François-Xavier d'Hérouville développe son sens de l'observation dès l'enfance, dans les fermes et les forêts dont il est coutumier, puis, plus tard, au gré de ses déplacements professionnels dans le milieu rural. C'est là où il affûtera définitivement son regard. Ce n'est donc pas par hasard s'il sait reconnaître dans la forme de l'outil l'animal qui sommeille. Comme nous le rappelle son fils Xavier d'Hérouville - scénographe de l'exposition - " lorsqu'il saisit l'objet, il a déjà l'animal en tête ". C'était également le cas de Picasso lorsqu'il déclarait, au sujet de sa célèbre Tête de taureau (un guidon greffé sur une selle de vélo), " En un éclair, ils se sont associés dans mon esprit ".

Ses sculptures sont composées d'outils agricoles... ou de rebuts industriels ferreux (faux, tête de marteau, fer à cheval, binette, tenaille, fourche... et chute d'oxydécoupe de métallurgie) dénichés dans des granges, des caves, des greniers... ou encore des tas de ferrailles. Il soude ensuite chaque pièce entre elles, donnant vie à d'étonnants animaux comme l'ibis, la bécassine, le héron, le casoar, le diplodocus, le manchot, le daguet, mais aussi la fameuse Chouette Famille, le Pont des éléphants ou la Meute de teckels... à crémaillère et à ressort ! Tout ce petit monde a donc cohabité pendant trois mois avec les luxuriantes plantes des serres tropicales du quatrième étage du Muséum d'histoire naturelle d'Orléans.

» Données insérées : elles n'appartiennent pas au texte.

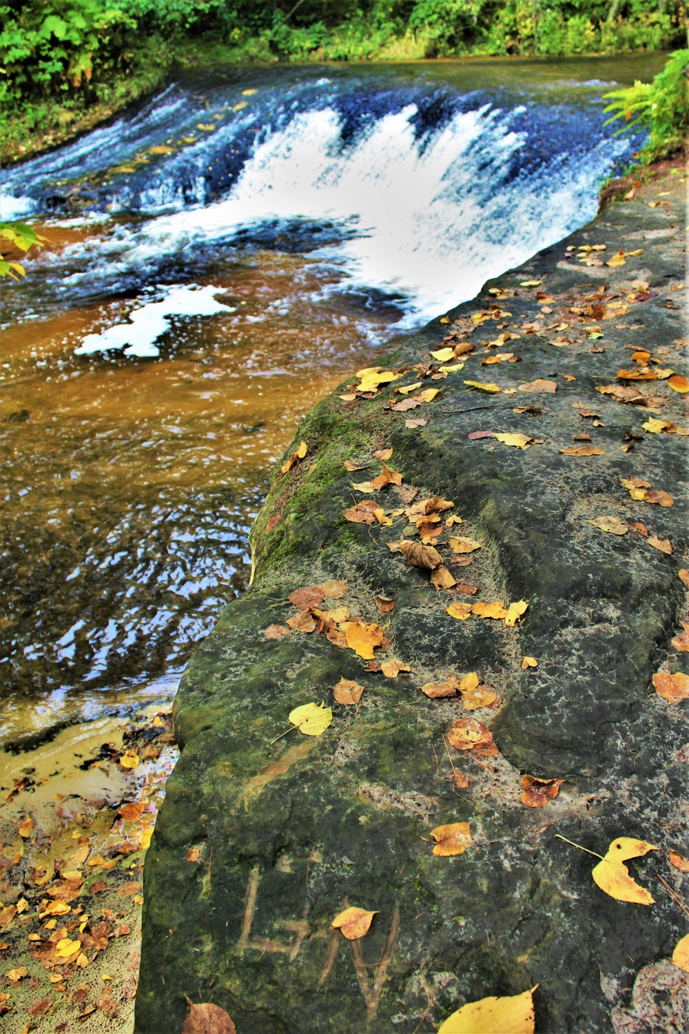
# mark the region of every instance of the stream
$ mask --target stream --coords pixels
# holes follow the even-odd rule
[[[5,742],[169,702],[300,420],[587,222],[662,55],[183,75],[0,173]]]

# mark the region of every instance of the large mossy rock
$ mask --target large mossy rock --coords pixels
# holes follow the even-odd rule
[[[640,290],[633,283],[648,281],[651,297],[603,321],[599,345],[583,331],[565,347],[550,343],[557,331],[521,331],[509,344],[521,362],[480,366],[492,354],[480,341],[499,333],[491,322],[469,336],[477,348],[463,371],[428,381],[442,389],[428,405],[385,408],[402,397],[395,386],[355,402],[336,393],[300,428],[295,443],[305,440],[308,454],[276,475],[252,533],[253,584],[199,646],[178,695],[182,755],[145,868],[138,1034],[178,1034],[187,1000],[219,1005],[239,1034],[414,1034],[437,1030],[465,1002],[535,984],[537,1031],[685,1029],[687,975],[666,960],[687,920],[660,877],[678,888],[667,851],[689,854],[686,704],[661,699],[652,677],[668,658],[672,672],[687,668],[687,653],[670,646],[686,604],[678,571],[689,567],[687,438],[645,433],[648,412],[595,390],[633,365],[630,343],[687,372],[676,342],[681,312],[667,307],[680,296],[668,287],[683,275],[681,244],[660,210],[649,213],[643,200],[610,206],[450,313],[488,308],[499,284],[518,291],[500,303],[512,329],[534,318],[543,327],[535,290],[521,281],[540,280],[556,310],[582,304],[603,281],[608,303],[617,296],[629,304]],[[567,244],[599,242],[607,255],[644,252],[617,268],[567,257]],[[435,322],[388,366],[429,362],[446,331]],[[469,390],[465,378],[502,391]],[[506,393],[536,378],[555,381],[557,393]],[[667,397],[662,420],[689,424],[666,381],[654,382],[653,394]],[[600,415],[598,426],[580,416],[577,401]],[[542,413],[514,412],[526,404]],[[418,415],[426,426],[407,427]],[[470,439],[475,430],[543,442],[522,450]],[[585,432],[604,455],[559,451]],[[630,433],[643,440],[624,452]],[[464,522],[453,533],[483,544],[469,567],[449,568],[455,577],[480,587],[475,599],[528,602],[513,628],[446,613],[451,601],[473,598],[436,591],[429,572],[389,551],[407,518],[393,527],[343,518],[367,497],[352,482],[379,472],[371,454],[385,447],[404,485],[417,486],[419,498],[452,500]],[[370,470],[343,466],[367,458]],[[633,500],[621,477],[647,479],[674,506]],[[404,506],[394,487],[380,499],[387,510]],[[609,514],[669,538],[672,554],[633,529],[615,536],[590,523]],[[384,625],[390,646],[376,650],[374,665],[318,632],[265,636],[297,613],[289,592],[336,579],[347,582],[346,595],[323,606],[345,604]],[[379,613],[376,595],[394,598],[395,610]],[[537,668],[523,670],[524,656],[537,658]],[[385,657],[411,671],[388,678],[367,670]],[[469,671],[497,692],[496,708],[469,714],[459,698],[419,692]],[[341,677],[364,687],[358,706],[334,703]],[[293,707],[321,700],[334,709],[322,735],[292,729],[278,738]],[[499,754],[445,746],[452,723],[468,714],[490,725]],[[453,771],[469,785],[458,787]],[[564,780],[559,795],[525,807],[525,773]],[[470,847],[434,855],[431,830],[455,822],[470,824]],[[596,859],[556,833],[600,854],[621,834],[658,845],[628,862],[655,904],[605,895],[591,878]],[[358,941],[331,929],[347,906],[376,912]]]

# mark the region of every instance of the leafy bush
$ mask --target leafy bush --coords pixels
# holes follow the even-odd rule
[[[645,163],[655,161],[682,147],[689,120],[689,50],[676,51],[653,83],[634,83],[623,90],[606,93],[612,103],[604,109],[615,112],[607,123],[624,119],[619,132],[648,129],[643,148]]]

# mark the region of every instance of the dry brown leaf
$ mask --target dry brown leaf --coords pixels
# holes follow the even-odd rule
[[[678,942],[672,952],[672,965],[689,973],[689,934]]]
[[[379,625],[365,625],[362,621],[348,621],[345,629],[347,646],[353,649],[365,661],[373,660],[373,649],[383,641],[383,630]]]
[[[560,449],[564,456],[604,456],[605,453],[598,446],[568,446],[566,449]]]
[[[289,629],[285,628],[284,625],[269,625],[264,635],[267,639],[284,639],[285,636],[289,635]]]
[[[411,671],[411,668],[408,664],[404,664],[404,662],[397,661],[395,658],[392,658],[392,660],[383,661],[381,663],[380,670],[385,678],[397,678],[401,671]]]
[[[348,941],[357,941],[361,937],[366,937],[371,920],[377,914],[363,908],[346,908],[333,919],[331,930],[341,930]]]
[[[17,832],[20,834],[20,837],[26,840],[28,837],[31,835],[32,830],[33,830],[33,819],[31,818],[30,815],[27,815],[27,817],[23,819],[22,822],[20,822],[19,826],[17,827]]]
[[[182,1027],[182,1034],[237,1034],[237,1027],[219,1005],[202,1002],[193,1005],[187,999],[189,1012]]]
[[[431,830],[431,837],[436,842],[433,853],[440,858],[449,858],[456,854],[464,854],[471,846],[471,826],[468,822],[450,822],[444,826],[436,826]]]
[[[679,851],[669,851],[669,863],[679,869],[681,873],[689,873],[689,858],[685,858]]]
[[[495,600],[494,603],[474,603],[471,613],[476,617],[493,617],[496,620],[507,617],[507,611],[502,600]]]
[[[451,541],[451,540],[450,540]],[[442,564],[442,556],[433,546],[425,546],[420,542],[402,540],[400,552],[404,553],[407,564],[412,568],[425,568],[427,571],[435,571]]]
[[[353,524],[375,524],[376,510],[380,509],[380,504],[375,499],[362,499],[354,507],[349,507],[344,512],[344,519]]]
[[[420,689],[431,700],[439,700],[442,697],[457,696],[460,685],[460,679],[450,675],[444,682],[425,682]]]
[[[656,693],[669,704],[679,704],[689,698],[689,675],[682,671],[670,675],[668,671],[657,671],[653,676]]]
[[[626,535],[629,530],[628,525],[621,521],[619,517],[616,517],[615,514],[595,517],[589,521],[589,524],[593,524],[594,527],[599,528],[601,531],[609,531],[610,535]]]
[[[307,451],[308,450],[306,442],[300,443],[299,449],[296,449],[296,451],[291,454],[289,459],[286,459],[285,462],[280,467],[280,473],[287,474],[288,470],[291,470],[292,466],[294,465],[297,459],[304,459],[304,457],[307,454]]]
[[[522,777],[522,803],[527,808],[543,808],[560,793],[563,779],[537,779],[535,776]]]
[[[460,535],[449,540],[449,548],[453,553],[472,553],[474,549],[481,549],[482,546],[475,539]]]
[[[530,395],[554,395],[557,390],[558,386],[555,381],[543,381],[541,378],[528,381],[526,384],[520,385],[520,391],[528,392]]]
[[[689,652],[689,625],[686,621],[682,621],[682,627],[684,632],[672,639],[672,646],[675,649],[679,649],[681,653]]]
[[[459,719],[447,733],[447,740],[457,751],[479,750],[486,754],[498,753],[493,734],[476,719]]]
[[[447,568],[443,564],[440,564],[431,573],[431,584],[435,585],[436,589],[451,588],[453,585],[457,585],[457,581],[452,578]]]
[[[341,678],[333,693],[338,704],[357,704],[362,699],[364,687],[350,678]]]
[[[440,1025],[438,1034],[533,1034],[533,993],[537,986],[522,995],[468,1002]]]

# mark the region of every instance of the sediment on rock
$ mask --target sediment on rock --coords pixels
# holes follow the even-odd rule
[[[182,755],[145,866],[138,1034],[181,1031],[187,998],[220,1006],[239,1034],[412,1034],[534,984],[537,1031],[681,1029],[663,989],[686,997],[689,976],[658,975],[686,934],[661,878],[681,893],[667,855],[689,854],[686,703],[653,682],[689,670],[672,645],[689,567],[689,396],[669,383],[687,374],[683,202],[665,173],[434,321],[385,363],[403,376],[368,398],[352,376],[300,427],[285,459],[302,442],[306,456],[276,474],[252,531],[253,584],[178,694]],[[473,349],[431,355],[462,341]],[[636,400],[597,390],[610,386]],[[430,401],[390,407],[431,388]],[[352,487],[383,463],[400,487]],[[409,486],[416,501],[453,503],[429,541],[462,591],[436,589],[386,545],[419,541]],[[672,505],[644,496],[654,491]],[[369,498],[382,523],[345,519]],[[462,523],[447,527],[448,515]],[[458,536],[481,548],[453,552]],[[287,601],[331,582],[346,582],[338,598]],[[528,609],[511,626],[447,612],[481,601]],[[322,616],[343,607],[339,627]],[[381,626],[373,662],[347,647],[346,620]],[[410,670],[386,677],[392,659]],[[420,692],[471,672],[496,694],[490,706]],[[336,702],[341,678],[363,687],[356,704]],[[333,708],[322,734],[290,725],[293,708],[321,701]],[[451,746],[466,719],[497,752]],[[526,807],[524,776],[563,782]],[[469,824],[469,846],[434,854],[432,830],[452,823]],[[599,854],[619,835],[657,845],[627,862],[655,904],[604,894],[595,859],[556,833]],[[376,913],[359,940],[331,926],[348,906]],[[651,990],[634,982],[645,968]]]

" Ici, tout est en fer ! " pouvait-on voir s'exclamer l'Homuncule-crapaud de François-Xavier d'Hérouville à l'entrée de la salle... mais en ce jour d'inauguration, ce fut plutôt le Paradis qui attendait l'artiste, très récemment nommé au grade de Chevalier des Arts et des Lettres. Au-delà de ce chaleureux vernissage, François-Xavier d'Hérouville fêtait également ses quatre-vingts printemps et eut l'heureuse surprise de se voir remettre la médaille de la Ville d'Orléans ainsi que le premier exemplaire de cette monographie consacrée à son oeuvre animalière, célébrée avec humour et poésie au travers des 168 pages du Fabuleux bestiaire de François-Xavier d'Hérouville, édité chez Litt&graphie.

Un grand coup de chapeau au Conservateur du Muséum d'histoire naturelle, Dominique Jamot, pour avoir su marier avec brio le métal de ces sculptures venues d'ailleurs, au monde végétal et animal de son univers naturel... et pour avoir ainsi offert au public orléanais un tableau aussi improbable que saisissant et réjouïssant : il fallait oser le " fer " !

>>> Le Fabuleux bestaire de François-Xavier d'Hérouville voyagera cet hiver - en novembre - à Paris à la Mairie du 7ème, puis - en avril 2007 - en Touraine, à la Médiathèque de La Riche.